By Tim Sonder, Education Chair (October, 2019)
Diversity reduces vulnerability to a variety of threats and takes advantage of the unique nature of the environment in which it resides.
The proverb “don’t put all your eggs in one basket” reminds us that diversity offers insurance against the variations of our environment. The great diversity of forms, functions and interactions in nature and humanity are the source of evolved systemic complexity. The role and value of diversity in nature, culture and permaculture is itself complex, dynamic, and at times apparently contradictory. Diversity needs to be seen as a result of the balance and tension in nature between variety and possibility on the one hand, and productivity and power on the other.
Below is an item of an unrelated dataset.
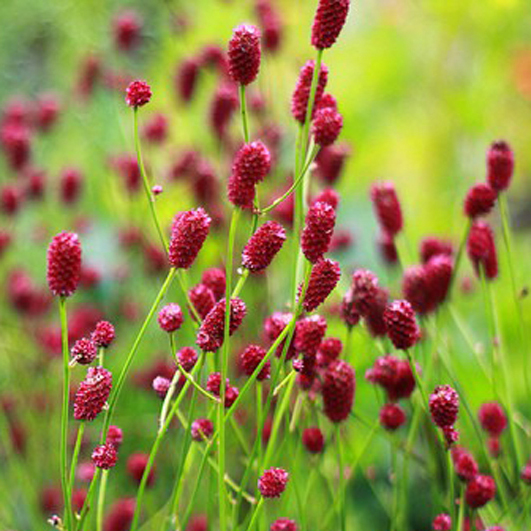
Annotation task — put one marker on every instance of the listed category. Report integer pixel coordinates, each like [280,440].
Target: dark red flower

It is now widely recognized that monoculture is a major cause of vulnerability to pests and diseases, and therefore of the widespread use of toxic chemicals and energy to control these. Polycultures are one of the most important and widely recognized applications of the use of diversity to reduce vulnerability to pests, adverse seasons and market fluctuations. Polyculture also reduces reliance on market systems, and bolsters household and community self-reliance by providing a wider range of goods and services.
Highly related to “Integrate rather than segregate,” principle 8
How we Use and Value Diversity at the Food Forest
- We converted something close to a monoculture of two main types of fruit trees into a polyculture of diverse plants.
- We value what many see as weeds as a part of the diversity of the system.
- We would like a more diverse variety of apples (and ones better for an organic permaculture orchard)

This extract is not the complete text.